As any of us who have been in business know, any individual charge is relative to the overall cost of doing business. Therefore that $10/aspirin is related to the cost of the physical facility, furniture, supplies, storage, utilities, staff salaries, and the doctor who okayed it none of which show up on the statement of charges. If the facility/staff/doctor is required to charge below cost for a Medicare or Medicade patient, that loss has to be made up somewhere else which means shifting the costs to other patients - or - ordering a gazillion tests and procedures that are probably unnecessary but make money for the facility/provider - or sooner or later services will be denied or simply unavailable to such patients altogether.

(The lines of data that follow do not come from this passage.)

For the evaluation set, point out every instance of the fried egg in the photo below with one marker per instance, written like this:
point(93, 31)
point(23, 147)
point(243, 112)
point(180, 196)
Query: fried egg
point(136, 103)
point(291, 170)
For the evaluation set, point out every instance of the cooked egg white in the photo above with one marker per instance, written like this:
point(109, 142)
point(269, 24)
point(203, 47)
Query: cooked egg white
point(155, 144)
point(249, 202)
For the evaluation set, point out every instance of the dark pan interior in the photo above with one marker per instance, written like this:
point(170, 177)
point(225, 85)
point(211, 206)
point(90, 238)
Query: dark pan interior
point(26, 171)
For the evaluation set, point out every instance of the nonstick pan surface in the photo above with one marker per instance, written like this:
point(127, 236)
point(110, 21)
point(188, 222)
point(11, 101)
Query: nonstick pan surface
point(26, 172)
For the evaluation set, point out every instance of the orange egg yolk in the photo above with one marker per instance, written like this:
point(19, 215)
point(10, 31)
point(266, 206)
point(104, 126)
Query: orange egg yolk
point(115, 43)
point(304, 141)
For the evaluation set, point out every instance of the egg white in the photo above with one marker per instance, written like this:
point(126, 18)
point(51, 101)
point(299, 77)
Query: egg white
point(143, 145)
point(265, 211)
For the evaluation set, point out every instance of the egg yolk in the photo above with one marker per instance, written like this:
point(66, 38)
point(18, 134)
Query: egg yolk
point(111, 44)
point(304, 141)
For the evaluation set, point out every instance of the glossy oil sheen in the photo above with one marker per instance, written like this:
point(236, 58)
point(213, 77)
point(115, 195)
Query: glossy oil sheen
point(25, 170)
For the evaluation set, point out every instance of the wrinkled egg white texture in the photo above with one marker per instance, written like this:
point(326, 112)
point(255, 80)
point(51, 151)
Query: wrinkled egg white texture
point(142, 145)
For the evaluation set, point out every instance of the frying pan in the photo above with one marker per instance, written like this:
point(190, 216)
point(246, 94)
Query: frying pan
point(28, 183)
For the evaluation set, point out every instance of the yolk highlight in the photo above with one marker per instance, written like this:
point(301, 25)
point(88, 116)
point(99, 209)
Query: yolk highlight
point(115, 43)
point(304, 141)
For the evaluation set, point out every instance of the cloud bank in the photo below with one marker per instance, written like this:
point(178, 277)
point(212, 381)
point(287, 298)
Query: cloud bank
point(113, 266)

The last time I worked for a hospital was in the 1970's, and then the cost of a single tube for the X-ray machine was around $10,000 and you only got so many x-rays out of that tube. So the cost of that tube affects the cost of the x-ray along with all those other factors mentioned. A radiologist requires more education than many other medical specialties and therefore merits higher pay than many other hospital physicians.

Back when we all simply paid for a doctor's visit for Johnny's sore throat and the antibiotic or eardrops prescribed just as we expect to pay to fix the flat tire or new spark plugs for our car, the costs were affordable. We got an itemized bill and could question any wierd or excessive charges on it. Even if we see a fully itemized bill now, we have little recourse (or reason) to challenge costs that we aren't paying directly out of our own pocket.

I remain unconvinced that government is as capable of running medicine as efficiently and effectively or economically as can be done by the private sector.